NIEHS Grants K99ES021441, R01ES007061
NIEHS grantees found that Srs2 and Exo1 enzymes act together to prevent and repair mistakes made during DNA replication in yeast cells. Many essential cellular functions are conserved between yeast and people, so it is likely a similar DNA repair process may operate in people. The results have implications for understanding Aicardi-Goutières syndrome, an often fatal neurological condition found in only a few families in small towns in Italy, Algeria, and Japan, and among North American Cree Indians
During DNA replication, ribonucleoside monophosphates, which are the building blocks of RNA, are inserted into DNA. During this process misinsertions can lead to lethal structural alterations. Among the study’s key findings was that Srs2 helps open the DNA structure so that Exo1 can cleave out any misplaced ribonucleoside monophosphates. Both enzymes were previously known to play a role in DNA replication and repair, but the scientists say this is the first evidence of their role in preventing and correcting mutations derived from ribonucleoside monophosphates.
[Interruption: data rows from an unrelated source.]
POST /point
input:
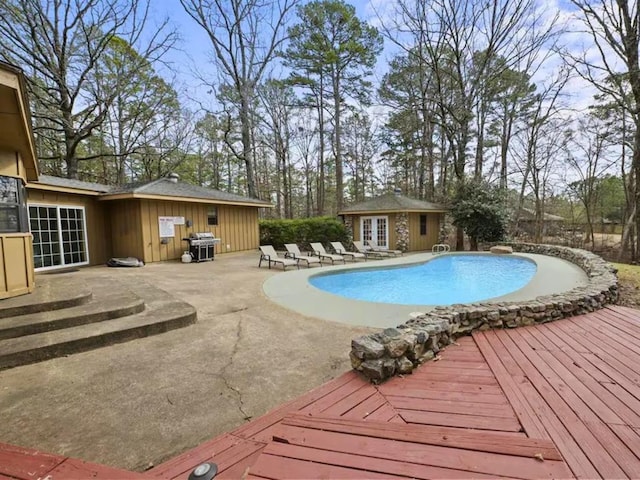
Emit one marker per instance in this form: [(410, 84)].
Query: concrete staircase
[(66, 316)]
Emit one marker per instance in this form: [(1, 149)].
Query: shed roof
[(16, 133), (393, 202)]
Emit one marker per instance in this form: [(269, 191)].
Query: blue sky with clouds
[(192, 57)]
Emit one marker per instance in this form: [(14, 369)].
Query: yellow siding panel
[(17, 265)]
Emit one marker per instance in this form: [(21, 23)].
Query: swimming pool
[(443, 280)]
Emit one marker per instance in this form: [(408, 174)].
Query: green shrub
[(302, 231)]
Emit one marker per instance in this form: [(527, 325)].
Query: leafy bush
[(479, 209), (302, 231)]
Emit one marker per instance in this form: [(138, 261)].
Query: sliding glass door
[(59, 236)]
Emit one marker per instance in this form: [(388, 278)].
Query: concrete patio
[(136, 404)]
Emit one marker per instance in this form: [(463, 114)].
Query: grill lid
[(201, 236)]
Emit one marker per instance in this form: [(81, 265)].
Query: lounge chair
[(340, 250), (294, 252), (374, 246), (268, 253), (318, 249), (368, 251)]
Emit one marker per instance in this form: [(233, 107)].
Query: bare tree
[(590, 159), (461, 42), (541, 143), (245, 36), (60, 43), (614, 26)]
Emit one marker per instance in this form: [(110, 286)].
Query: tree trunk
[(247, 156), (337, 132)]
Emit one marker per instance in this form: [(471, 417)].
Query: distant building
[(395, 221)]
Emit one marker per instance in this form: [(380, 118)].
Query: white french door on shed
[(59, 236), (375, 228)]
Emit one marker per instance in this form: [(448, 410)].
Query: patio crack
[(223, 374)]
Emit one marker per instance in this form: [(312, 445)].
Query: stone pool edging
[(399, 350)]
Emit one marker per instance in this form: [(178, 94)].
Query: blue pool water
[(442, 281)]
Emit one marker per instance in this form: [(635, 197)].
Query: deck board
[(556, 400)]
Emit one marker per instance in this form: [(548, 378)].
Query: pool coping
[(293, 291)]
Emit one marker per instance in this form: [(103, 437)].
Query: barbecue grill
[(201, 246)]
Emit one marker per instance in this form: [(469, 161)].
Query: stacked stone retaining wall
[(399, 350)]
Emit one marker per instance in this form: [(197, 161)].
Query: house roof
[(171, 188), (167, 188), (16, 133), (393, 202), (45, 182)]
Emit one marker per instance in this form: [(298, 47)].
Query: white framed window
[(375, 228), (59, 236)]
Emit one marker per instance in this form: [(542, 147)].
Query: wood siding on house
[(16, 264), (419, 242), (237, 228), (16, 250), (98, 235), (126, 229)]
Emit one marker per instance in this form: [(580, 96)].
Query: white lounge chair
[(268, 253), (340, 250), (318, 249), (294, 252), (374, 246), (368, 251)]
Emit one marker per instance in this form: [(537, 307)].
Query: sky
[(192, 58)]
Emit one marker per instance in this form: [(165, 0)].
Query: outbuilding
[(395, 221)]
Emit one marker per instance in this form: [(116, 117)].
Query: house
[(80, 223), (49, 222), (17, 167), (395, 221)]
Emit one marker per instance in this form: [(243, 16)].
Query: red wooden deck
[(550, 401)]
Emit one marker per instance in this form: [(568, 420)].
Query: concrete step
[(162, 313), (50, 294), (104, 305)]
The research team also found that the Srs2-Exo1cell-repair mechanism prevents mutations from accelerating in yeast already deficient in the enzyme RNaseH2. That enzyme serves as the primary removal mechanism for ribonucleoside monophosphate during cell growth. Yeast deficient in both RNaseH2 and Srs2, had a 10-fold increase in the number of mutations, chromosome losses, and chromosome breakages. These results could help scientists better understand Aicardi-Goutières syndrome, which stems from inactivation of the human RNaseH2 enzyme complex.
Citation: Potenski CJ, Niu H, Sung P, Klein HL. 2014. Avoidance of ribonucleotide-induced mutations by RNase H2 and Srs2-Exo1 mechanisms. Nature 511(7508):251-254.